Can Congress use threats of conditional preemption to "coerce" states into regulating private persons?

Ilya Somin has a typically well-written and closely reasoned response to my post suggesting that, as a supporter of federalism, he ought to defend a federalism-based reading of the Affordable Care Act. Ilya's reading of New York v. United States is, however, mistaken. According to Ilya, New York holds that Congress can commandeer states by threatening to impose regulatory or tax burdens on private parties, even when those burdens serve no purpose except to act as leverage by which to induce states to regulate private persons according to federal standards.

Ilya construes too broadly New York's imprimatur for conditional preemption of state laws. Of course, New York permits Congress to offer state officials the option of escaping federal preemption of state law by regulating according to federal standards. But New York makes perfectly clear that this choice cannot be compelled. In New York's words, "[w]here Congress encourages state regulation rather than compelling it, state governments remain responsive to the local electorate's preferences in the state's place" (emphasis added). In short, contrary to Ilya's claim, New York is not a nonsensically formalistic opinion that carefully limits one sort of commandeering but gives carte blanche for another functionally identical variety.

The character of this limit on coercion is a complicated question that I addressed in my earlier post. My only point here is that Ilya cannot evade this question by citing New York.

Posted by Rick Hills on March 8, 2015 at 11:18 AM | Permalink

Comments

Late to the comments, but wanted to offer an example from left field that I think is useful to consider. The "Professional and Amateur Sports Protection Act of 1992" banned sports betting in most states, but provided a 1 year window for states (who fit certain criteria) to adopt laws to legalize sports betting. States weren't being "compelled" to pass laws authorizing sports betting, yet if they didn't, the option of doing so would be taken away.

Should that one year take-it-or-lose-it option count as compulsion in the way you suggest that the option to set up an exchange else lose the possibility of federal tax credits for qualifying state residents should be?

Is intent alone enough to transform one scenario into compulsive and the other not?

Posted by: CrispyBacon | Mar 17, 2015 11:25:59 AM

BDG -

I think your interpretation helps explain why the Court adopted a very formalistic, bright line rule in New York and, prior to NFIB, had never found conditional spending to be too coercive.
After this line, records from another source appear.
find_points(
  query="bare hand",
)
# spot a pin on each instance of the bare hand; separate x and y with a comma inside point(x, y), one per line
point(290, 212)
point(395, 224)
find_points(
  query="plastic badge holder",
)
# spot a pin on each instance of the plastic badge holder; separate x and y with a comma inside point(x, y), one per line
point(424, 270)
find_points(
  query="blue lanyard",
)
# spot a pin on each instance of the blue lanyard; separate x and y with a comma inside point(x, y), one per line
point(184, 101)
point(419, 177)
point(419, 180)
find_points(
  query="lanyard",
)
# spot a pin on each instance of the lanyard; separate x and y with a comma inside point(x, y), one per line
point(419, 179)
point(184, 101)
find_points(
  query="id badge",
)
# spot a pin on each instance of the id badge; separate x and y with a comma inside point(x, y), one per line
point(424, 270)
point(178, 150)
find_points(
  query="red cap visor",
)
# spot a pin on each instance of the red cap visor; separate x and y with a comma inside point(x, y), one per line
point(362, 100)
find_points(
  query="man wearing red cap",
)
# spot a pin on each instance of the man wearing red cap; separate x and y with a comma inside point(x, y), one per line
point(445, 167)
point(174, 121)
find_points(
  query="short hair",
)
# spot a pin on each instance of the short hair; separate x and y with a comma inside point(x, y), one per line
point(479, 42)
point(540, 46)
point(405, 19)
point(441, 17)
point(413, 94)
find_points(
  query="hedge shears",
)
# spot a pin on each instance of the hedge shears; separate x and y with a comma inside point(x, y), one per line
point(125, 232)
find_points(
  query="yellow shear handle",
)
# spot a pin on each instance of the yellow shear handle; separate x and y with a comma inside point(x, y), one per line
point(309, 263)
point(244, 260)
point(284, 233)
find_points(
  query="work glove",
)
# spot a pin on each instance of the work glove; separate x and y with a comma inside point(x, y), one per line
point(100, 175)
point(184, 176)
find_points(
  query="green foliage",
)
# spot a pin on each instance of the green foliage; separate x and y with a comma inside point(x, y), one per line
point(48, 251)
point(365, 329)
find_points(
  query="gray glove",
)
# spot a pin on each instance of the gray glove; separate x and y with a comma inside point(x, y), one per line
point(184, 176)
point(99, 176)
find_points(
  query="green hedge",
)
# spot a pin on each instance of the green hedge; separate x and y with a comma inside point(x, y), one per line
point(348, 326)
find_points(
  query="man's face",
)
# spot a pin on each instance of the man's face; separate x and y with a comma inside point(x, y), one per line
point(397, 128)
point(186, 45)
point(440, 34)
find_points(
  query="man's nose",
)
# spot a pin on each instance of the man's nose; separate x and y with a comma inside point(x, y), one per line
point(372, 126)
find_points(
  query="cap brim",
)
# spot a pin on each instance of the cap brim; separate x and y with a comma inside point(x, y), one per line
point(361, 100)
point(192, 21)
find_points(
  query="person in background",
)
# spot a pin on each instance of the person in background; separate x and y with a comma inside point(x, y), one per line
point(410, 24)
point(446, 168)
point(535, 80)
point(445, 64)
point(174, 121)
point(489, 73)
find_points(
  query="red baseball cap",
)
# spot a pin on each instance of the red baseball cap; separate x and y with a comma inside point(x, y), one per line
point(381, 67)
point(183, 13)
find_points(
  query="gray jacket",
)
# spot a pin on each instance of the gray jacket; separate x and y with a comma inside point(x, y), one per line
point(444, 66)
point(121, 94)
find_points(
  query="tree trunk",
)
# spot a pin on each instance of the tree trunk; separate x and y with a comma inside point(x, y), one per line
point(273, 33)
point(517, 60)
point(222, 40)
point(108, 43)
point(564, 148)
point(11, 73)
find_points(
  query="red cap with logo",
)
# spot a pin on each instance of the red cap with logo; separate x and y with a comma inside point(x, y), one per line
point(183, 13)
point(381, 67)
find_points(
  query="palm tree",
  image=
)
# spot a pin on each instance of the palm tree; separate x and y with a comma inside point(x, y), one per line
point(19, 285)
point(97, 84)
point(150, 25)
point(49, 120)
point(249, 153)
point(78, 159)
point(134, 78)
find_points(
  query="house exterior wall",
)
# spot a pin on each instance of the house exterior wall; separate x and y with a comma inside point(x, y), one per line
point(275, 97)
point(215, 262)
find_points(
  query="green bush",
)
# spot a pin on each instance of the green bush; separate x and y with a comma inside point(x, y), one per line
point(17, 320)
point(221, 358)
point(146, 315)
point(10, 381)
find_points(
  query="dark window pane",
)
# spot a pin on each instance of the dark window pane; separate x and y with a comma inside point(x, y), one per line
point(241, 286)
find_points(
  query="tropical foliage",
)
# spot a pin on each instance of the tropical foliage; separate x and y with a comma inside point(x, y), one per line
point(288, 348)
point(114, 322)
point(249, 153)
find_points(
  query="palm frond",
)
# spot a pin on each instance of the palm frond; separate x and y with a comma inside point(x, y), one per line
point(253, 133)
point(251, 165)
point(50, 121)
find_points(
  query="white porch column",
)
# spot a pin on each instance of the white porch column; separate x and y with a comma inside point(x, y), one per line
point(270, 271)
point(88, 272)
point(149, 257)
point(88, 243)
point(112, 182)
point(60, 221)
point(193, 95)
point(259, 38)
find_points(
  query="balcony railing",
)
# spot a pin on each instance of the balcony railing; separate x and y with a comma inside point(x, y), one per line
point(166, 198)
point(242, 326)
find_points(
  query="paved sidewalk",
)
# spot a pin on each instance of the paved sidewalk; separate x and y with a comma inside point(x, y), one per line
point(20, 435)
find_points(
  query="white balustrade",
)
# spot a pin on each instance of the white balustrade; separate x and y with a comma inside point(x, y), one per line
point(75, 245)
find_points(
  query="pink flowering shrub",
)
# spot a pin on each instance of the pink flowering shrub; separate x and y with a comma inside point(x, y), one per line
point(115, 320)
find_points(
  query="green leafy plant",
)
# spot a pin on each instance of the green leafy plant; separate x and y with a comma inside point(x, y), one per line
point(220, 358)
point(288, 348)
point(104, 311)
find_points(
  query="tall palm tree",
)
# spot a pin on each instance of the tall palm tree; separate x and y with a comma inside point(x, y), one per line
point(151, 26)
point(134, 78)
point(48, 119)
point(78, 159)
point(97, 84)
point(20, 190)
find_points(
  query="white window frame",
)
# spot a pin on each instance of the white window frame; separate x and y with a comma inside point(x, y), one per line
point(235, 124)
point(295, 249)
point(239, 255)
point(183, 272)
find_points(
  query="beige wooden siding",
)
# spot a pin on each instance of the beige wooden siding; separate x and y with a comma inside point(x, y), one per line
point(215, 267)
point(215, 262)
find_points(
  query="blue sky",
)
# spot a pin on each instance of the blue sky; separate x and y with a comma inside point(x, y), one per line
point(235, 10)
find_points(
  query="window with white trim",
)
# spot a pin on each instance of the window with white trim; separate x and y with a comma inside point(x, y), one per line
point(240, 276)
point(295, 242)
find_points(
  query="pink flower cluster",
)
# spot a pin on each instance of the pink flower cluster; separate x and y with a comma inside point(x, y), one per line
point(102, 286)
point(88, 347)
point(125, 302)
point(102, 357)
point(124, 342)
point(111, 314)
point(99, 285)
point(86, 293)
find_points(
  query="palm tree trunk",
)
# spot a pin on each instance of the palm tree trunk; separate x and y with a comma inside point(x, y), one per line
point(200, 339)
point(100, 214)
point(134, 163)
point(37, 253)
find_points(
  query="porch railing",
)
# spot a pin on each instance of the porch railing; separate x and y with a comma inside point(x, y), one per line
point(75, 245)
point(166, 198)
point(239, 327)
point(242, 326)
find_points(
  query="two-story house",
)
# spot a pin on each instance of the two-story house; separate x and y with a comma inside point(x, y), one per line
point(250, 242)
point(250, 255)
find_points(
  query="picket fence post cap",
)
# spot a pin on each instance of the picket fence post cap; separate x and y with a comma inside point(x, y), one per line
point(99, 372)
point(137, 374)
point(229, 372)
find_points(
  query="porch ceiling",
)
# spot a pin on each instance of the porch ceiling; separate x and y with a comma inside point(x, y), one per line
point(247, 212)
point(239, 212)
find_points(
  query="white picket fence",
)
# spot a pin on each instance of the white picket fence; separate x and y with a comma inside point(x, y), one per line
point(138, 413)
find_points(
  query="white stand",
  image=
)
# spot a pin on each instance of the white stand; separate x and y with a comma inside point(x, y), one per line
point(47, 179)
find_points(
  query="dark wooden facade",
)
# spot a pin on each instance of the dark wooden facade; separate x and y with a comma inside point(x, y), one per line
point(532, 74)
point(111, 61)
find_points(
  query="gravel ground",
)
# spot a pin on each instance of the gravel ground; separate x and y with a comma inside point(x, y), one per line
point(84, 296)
That's also why I think it would be hard for the Court to find coercion in King without casting doubt on prior holdings and existing federal statutes.

JHA

Posted by: Jonathan H. Adler | Mar 9, 2015 12:23:18 PM

Jon, can you or Ilya reconcile your reading of New York with Steward Machine? That was the case, you may recall, in which the Court considered whether the imposition of a tax (the unemployment insurance tax) on private businesses unconstitutionally coerced states to comply with the Social Security Act.
Let me try one argument out for you. My reading of Steward is that there is no such thing as unconstitutional coercion, because that would plunge the law into "endless difficulties," etc. In which case anything the Court might say about whether coercion extends to private parties is dictum. Want to adopt that one?

Posted by: BDG | Mar 9, 2015 9:34:26 AM

New York v. United States upheld the use of conditional regulation to induce state cooperation with federal policy. Under portions of the LLWPAA upheld in that case, private producers or regulated waste in non-cooperating states were subject to far more stringent burdens. This is also the effect of the offset sanctions under the Clean Air Act for non-cooperating states, as well as the way the EPA has expressly sought to encourage state cooperation under other provisions (such as Section 111).